November 22, 2012 9:00 by Reuters
Dubai World, the state-linked entity whose massive debts brought the emirate to the brink of collapse in 2009, faces the first repayment in its restructuring deal in three years time and creditors are once again growing restless.
With none of the promised asset sales materializing – Dubai needs to raise $4.4 billion to meet the first obligations in the five and eight-year debt repayment deal – worries are emerging another drawn-out restructuring is inevitable.
“When we speak to the government, they say there is no rush and it shows everything is under control. However, as a banker, I’m worried as I don’t know where the money is coming from,” said one senior banker at an international lender owed money by Dubai World, speaking on condition of anonymity due to the sensitivity of the subject.
Another senior Dubai-based banker said: “Most of the repayment is contingent on asset sales, so if they are not going well, then it will be hard to repay these debts at par.”
Such concerns contrast with an apparent return of Dubai’s swagger.
The emirate is once again dreaming big with plans for a city centre canal and a $1 billion replica of India’s Taj Mahal. And some argue Dubai World will be able to meet the $4.4 billion first payment due in 2015.

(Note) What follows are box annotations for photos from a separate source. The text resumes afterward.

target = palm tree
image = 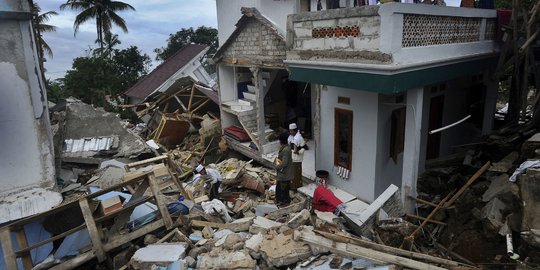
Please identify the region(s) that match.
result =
[94,32,122,58]
[60,0,135,48]
[32,3,58,60]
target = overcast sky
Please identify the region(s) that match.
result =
[34,0,217,79]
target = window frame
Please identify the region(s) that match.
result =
[334,108,353,170]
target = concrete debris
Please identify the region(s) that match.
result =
[260,231,312,267]
[197,250,257,269]
[249,217,283,234]
[130,243,188,269]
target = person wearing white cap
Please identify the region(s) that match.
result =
[287,123,307,191]
[193,164,222,200]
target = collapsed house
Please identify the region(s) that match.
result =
[0,0,62,223]
[124,44,216,104]
[214,1,499,210]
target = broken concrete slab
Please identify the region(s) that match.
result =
[245,233,264,252]
[298,183,356,202]
[260,231,312,267]
[482,174,514,202]
[480,198,506,232]
[130,243,188,269]
[519,169,540,247]
[489,151,519,173]
[197,250,257,269]
[62,101,151,161]
[287,209,311,229]
[249,217,283,234]
[214,233,244,250]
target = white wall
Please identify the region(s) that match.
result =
[401,88,427,211]
[375,95,404,197]
[216,0,299,46]
[315,86,378,202]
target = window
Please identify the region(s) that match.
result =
[390,107,406,163]
[334,108,353,170]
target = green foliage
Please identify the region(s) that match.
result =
[64,46,150,107]
[494,0,538,11]
[45,79,70,103]
[60,0,135,48]
[154,26,218,61]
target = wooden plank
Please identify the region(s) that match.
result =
[0,227,17,269]
[294,229,446,270]
[49,251,95,270]
[148,173,173,229]
[15,228,34,269]
[126,155,167,168]
[187,84,195,111]
[103,219,164,251]
[79,198,107,262]
[443,161,491,208]
[95,197,153,224]
[314,230,460,266]
[16,224,86,255]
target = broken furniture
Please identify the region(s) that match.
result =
[0,171,173,269]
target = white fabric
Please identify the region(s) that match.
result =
[287,131,306,162]
[201,199,232,222]
[509,160,540,182]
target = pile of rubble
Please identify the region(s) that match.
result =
[6,96,540,269]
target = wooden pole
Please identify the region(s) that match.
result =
[444,161,491,208]
[79,197,107,262]
[314,230,466,266]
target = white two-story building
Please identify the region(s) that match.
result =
[214,0,498,209]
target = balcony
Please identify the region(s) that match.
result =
[285,3,499,92]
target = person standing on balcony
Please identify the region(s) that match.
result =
[287,123,307,192]
[274,133,294,206]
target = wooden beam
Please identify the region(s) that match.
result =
[103,219,163,251]
[188,84,195,111]
[444,161,491,208]
[0,227,18,269]
[191,98,210,113]
[406,214,447,226]
[79,197,107,262]
[314,230,466,266]
[126,155,167,171]
[148,172,173,229]
[49,251,95,270]
[294,229,446,270]
[15,228,34,269]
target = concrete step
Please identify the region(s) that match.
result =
[243,92,257,102]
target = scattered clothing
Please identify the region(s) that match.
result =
[313,185,343,212]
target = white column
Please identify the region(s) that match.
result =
[401,88,424,213]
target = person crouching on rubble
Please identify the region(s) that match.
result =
[193,164,222,200]
[274,133,294,206]
[287,123,308,192]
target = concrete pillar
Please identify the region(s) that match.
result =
[401,88,424,213]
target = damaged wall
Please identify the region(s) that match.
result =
[315,86,378,202]
[0,0,62,223]
[216,0,297,46]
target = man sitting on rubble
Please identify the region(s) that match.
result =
[193,164,222,200]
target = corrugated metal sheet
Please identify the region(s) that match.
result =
[64,136,116,153]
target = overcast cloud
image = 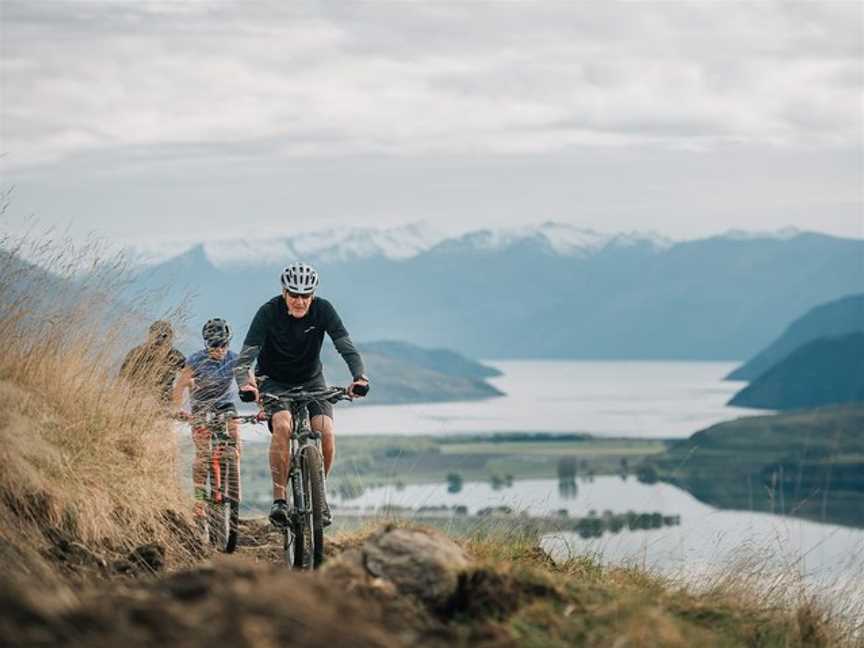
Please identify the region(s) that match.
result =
[0,0,864,243]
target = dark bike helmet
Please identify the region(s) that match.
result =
[201,317,231,349]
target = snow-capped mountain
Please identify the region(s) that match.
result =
[128,223,864,360]
[135,222,673,267]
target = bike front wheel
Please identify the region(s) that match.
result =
[207,450,240,553]
[292,445,324,569]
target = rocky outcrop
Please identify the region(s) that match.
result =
[361,529,469,607]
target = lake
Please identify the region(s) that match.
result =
[244,360,772,439]
[331,476,864,601]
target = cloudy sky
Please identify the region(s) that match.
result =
[0,0,864,248]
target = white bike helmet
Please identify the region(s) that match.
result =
[282,263,318,295]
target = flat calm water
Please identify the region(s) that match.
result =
[331,476,864,609]
[328,360,772,438]
[236,360,764,441]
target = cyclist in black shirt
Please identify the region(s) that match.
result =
[235,263,369,525]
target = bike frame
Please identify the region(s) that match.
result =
[261,387,350,566]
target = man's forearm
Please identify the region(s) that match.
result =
[234,345,261,387]
[333,335,366,378]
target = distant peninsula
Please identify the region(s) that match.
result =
[729,333,864,410]
[726,294,864,381]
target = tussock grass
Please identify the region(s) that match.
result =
[0,229,196,584]
[463,529,864,648]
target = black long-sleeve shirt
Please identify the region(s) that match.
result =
[235,295,365,385]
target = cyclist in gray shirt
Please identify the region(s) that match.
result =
[235,263,369,525]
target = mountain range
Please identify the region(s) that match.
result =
[125,223,864,360]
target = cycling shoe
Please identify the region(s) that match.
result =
[270,500,289,528]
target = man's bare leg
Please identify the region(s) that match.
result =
[270,410,292,500]
[311,414,336,477]
[192,428,210,515]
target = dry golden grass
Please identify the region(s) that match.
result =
[0,229,196,584]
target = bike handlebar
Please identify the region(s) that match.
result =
[261,387,354,403]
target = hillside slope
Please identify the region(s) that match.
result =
[650,406,864,527]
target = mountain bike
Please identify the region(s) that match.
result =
[260,387,368,569]
[172,403,263,553]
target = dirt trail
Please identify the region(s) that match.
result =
[0,520,512,648]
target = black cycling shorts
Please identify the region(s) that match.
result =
[258,373,333,419]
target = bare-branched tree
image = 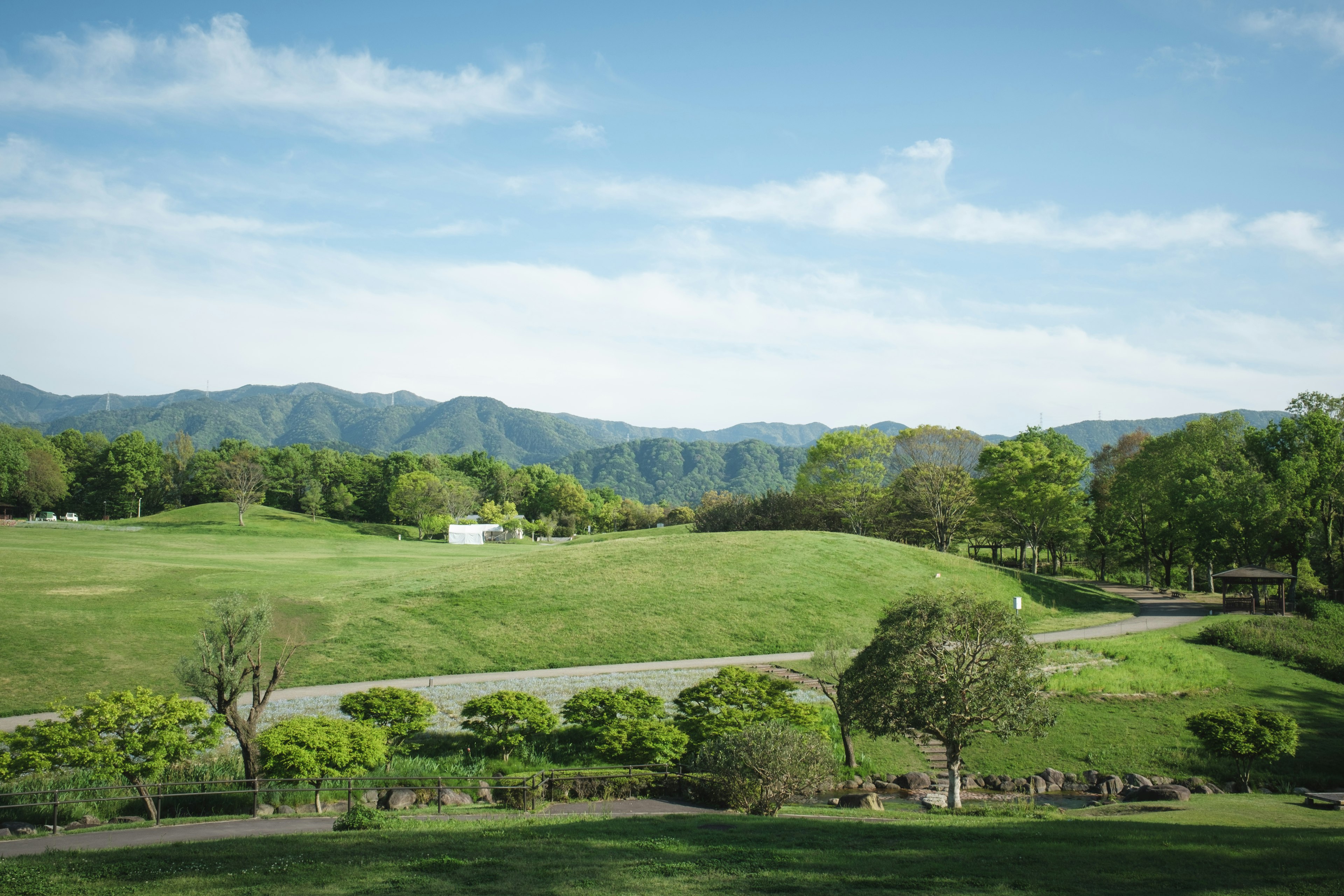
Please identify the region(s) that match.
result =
[219,451,266,525]
[177,595,302,806]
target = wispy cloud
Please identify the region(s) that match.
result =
[0,15,560,142]
[1138,43,1240,80]
[560,140,1344,259]
[0,136,303,238]
[550,121,606,149]
[1242,9,1344,56]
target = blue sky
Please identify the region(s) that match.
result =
[0,3,1344,433]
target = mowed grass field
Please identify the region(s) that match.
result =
[0,504,1134,715]
[0,795,1344,896]
[966,622,1344,790]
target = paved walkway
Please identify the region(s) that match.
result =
[0,582,1210,731]
[0,799,724,859]
[1034,579,1214,643]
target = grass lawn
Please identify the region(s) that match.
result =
[0,797,1344,896]
[0,504,1134,715]
[966,622,1344,787]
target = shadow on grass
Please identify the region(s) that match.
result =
[10,816,1344,896]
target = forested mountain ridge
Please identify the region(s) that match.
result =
[552,438,808,504]
[8,375,1283,467]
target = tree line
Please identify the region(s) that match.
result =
[0,425,691,536]
[695,392,1344,595]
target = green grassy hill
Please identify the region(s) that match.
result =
[0,504,1133,715]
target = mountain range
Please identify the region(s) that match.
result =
[0,375,1283,501]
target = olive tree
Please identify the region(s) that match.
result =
[695,719,835,816]
[844,591,1054,809]
[1185,707,1297,789]
[177,595,301,787]
[812,641,859,768]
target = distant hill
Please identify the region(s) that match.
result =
[985,408,1288,454]
[552,438,808,504]
[0,375,1283,467]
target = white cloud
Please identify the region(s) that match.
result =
[551,140,1341,259]
[550,121,606,149]
[1242,9,1344,55]
[0,138,1344,431]
[0,15,559,142]
[1138,43,1240,80]
[0,134,303,238]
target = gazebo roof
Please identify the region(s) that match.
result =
[1214,567,1297,582]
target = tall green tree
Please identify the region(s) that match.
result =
[845,591,1054,809]
[387,470,449,537]
[891,426,985,551]
[794,426,894,535]
[976,427,1088,572]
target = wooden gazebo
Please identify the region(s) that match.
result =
[1214,567,1294,614]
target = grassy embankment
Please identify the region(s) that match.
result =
[0,795,1344,896]
[0,504,1134,715]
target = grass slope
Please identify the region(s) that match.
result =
[0,504,1133,715]
[968,623,1344,789]
[0,797,1344,896]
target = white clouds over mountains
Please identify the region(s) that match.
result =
[562,138,1344,261]
[0,15,559,142]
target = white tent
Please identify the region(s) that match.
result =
[448,523,504,544]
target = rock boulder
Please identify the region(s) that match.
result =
[840,794,886,811]
[438,789,472,806]
[1125,784,1189,803]
[387,787,415,811]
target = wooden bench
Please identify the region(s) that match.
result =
[1302,791,1344,809]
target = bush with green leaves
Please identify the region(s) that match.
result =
[560,688,690,766]
[462,691,559,762]
[340,688,438,772]
[695,719,835,816]
[332,806,398,830]
[1185,707,1297,787]
[258,716,387,811]
[0,688,223,818]
[673,666,821,744]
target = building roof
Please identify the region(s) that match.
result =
[1214,567,1297,582]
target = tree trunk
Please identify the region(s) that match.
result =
[130,780,159,822]
[840,719,859,768]
[944,740,961,809]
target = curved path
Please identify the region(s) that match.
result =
[0,580,1210,731]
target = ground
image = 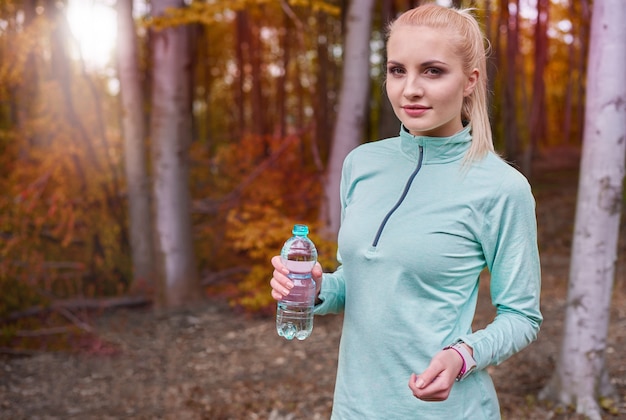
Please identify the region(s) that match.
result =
[0,152,626,420]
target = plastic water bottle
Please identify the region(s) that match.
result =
[276,225,317,340]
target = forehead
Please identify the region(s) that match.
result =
[387,25,454,61]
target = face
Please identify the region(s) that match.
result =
[386,25,478,137]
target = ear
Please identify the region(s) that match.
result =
[463,69,480,97]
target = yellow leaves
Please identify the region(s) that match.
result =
[289,0,341,16]
[0,16,52,86]
[143,0,341,31]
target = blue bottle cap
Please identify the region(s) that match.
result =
[291,225,309,236]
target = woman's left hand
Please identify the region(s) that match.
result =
[409,349,463,401]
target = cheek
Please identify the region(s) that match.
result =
[385,80,400,105]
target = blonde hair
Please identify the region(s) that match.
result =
[387,4,494,162]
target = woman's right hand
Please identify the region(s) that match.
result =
[270,255,323,300]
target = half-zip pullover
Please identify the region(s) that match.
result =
[316,126,542,420]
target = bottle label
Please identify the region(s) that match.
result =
[283,260,315,273]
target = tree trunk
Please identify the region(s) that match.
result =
[522,0,550,177]
[117,0,155,292]
[150,0,200,307]
[500,0,526,165]
[541,0,626,420]
[321,0,374,237]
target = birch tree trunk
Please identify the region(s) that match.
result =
[321,0,374,236]
[541,0,626,420]
[150,0,200,307]
[117,0,155,292]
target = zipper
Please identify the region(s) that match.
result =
[372,146,424,248]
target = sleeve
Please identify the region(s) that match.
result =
[315,153,353,315]
[459,174,543,369]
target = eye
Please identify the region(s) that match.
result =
[424,67,443,76]
[387,65,405,76]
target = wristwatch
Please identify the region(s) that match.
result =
[444,341,476,381]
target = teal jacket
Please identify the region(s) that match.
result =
[315,126,542,420]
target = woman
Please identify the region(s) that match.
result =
[270,5,542,420]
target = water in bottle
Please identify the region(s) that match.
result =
[276,225,317,340]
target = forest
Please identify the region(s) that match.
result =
[0,0,626,419]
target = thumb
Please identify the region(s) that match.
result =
[415,363,442,389]
[311,263,323,282]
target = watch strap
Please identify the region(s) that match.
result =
[444,342,476,381]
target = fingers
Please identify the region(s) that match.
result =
[409,351,462,401]
[270,255,323,300]
[270,255,293,300]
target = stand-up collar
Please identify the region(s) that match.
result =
[400,124,472,165]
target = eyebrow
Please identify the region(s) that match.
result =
[387,60,448,67]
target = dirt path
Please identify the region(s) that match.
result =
[0,159,626,420]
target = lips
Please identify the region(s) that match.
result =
[402,105,430,117]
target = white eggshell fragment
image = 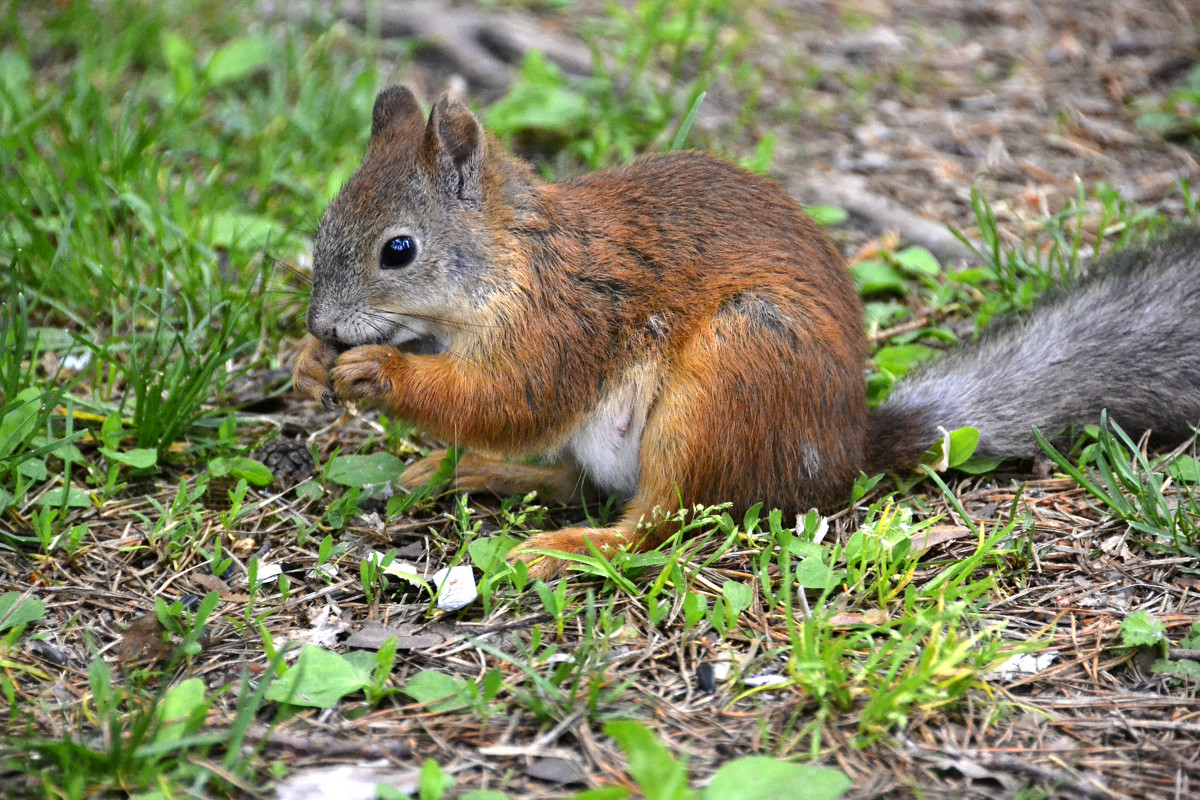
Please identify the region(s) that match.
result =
[433,565,479,612]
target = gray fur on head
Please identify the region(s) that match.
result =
[308,86,494,348]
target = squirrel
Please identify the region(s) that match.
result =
[294,86,1200,578]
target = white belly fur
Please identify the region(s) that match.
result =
[560,363,658,497]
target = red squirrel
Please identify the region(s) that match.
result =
[295,86,1200,577]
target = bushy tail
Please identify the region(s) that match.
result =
[868,231,1200,473]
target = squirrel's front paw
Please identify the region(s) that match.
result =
[292,336,337,410]
[330,344,404,404]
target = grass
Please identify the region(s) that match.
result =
[7,0,1200,800]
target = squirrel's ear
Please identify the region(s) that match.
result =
[425,95,484,207]
[371,86,422,138]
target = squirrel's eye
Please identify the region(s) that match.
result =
[379,236,416,270]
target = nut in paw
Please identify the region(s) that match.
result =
[331,344,403,401]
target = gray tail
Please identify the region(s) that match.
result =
[868,230,1200,473]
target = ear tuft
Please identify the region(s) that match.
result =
[425,95,484,207]
[371,86,421,139]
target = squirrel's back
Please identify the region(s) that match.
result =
[868,231,1200,471]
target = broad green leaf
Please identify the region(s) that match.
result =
[792,555,841,589]
[1121,610,1166,648]
[400,669,467,711]
[703,756,851,800]
[0,591,46,631]
[804,205,850,228]
[467,535,517,575]
[1166,456,1200,483]
[721,581,754,615]
[37,486,91,509]
[209,456,275,486]
[1150,658,1200,678]
[487,50,589,136]
[208,211,278,248]
[0,386,42,458]
[948,428,979,467]
[266,644,371,709]
[895,247,942,278]
[604,720,688,800]
[954,456,1004,475]
[17,458,50,481]
[850,258,908,294]
[154,678,208,745]
[325,453,404,487]
[875,344,938,378]
[204,36,276,86]
[100,447,158,469]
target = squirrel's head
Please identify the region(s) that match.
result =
[308,86,490,349]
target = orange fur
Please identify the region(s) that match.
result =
[296,90,866,577]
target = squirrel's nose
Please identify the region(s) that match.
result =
[307,306,337,342]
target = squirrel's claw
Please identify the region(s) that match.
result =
[292,336,337,410]
[330,344,402,402]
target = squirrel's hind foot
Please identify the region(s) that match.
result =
[400,450,580,503]
[509,528,636,581]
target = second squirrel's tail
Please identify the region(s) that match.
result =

“It’s been restructured and it’s working well in the sense of how it was intended to over the last couple of years,” said Rick Pudner, chief executive of Dubai’s largest lender, Emirates NBD, which is 56 percent owned by the government and has one of the largest exposures to Dubai World.
“I’m very comfortable that Dubai will be in a position to meet its obligations,” Pudner said during the Reuters Middle East Investment Summit.
However, signs of concern over Dubai’s debt burden are starting to surface.
Standard Chartered, another major Dubai World creditor, said in a Nov. 7 note that while a rebound in key sectors would help it meet obligations, Dubai entities have nearly $50 billion of liabilities between 2014 and 2016 and “given the lack of major asset sales or haircuts, there has been little progress on the deleveraging front.”
In the Dubai World restructuring proposed to banks in July 2010, the firm said it needed time for assets to recover in value. Immediate sales would yield between $6.4 and $10.4 billion, but a delayed timeframe would give a return of between $15.1 and $19.4 billion, it said.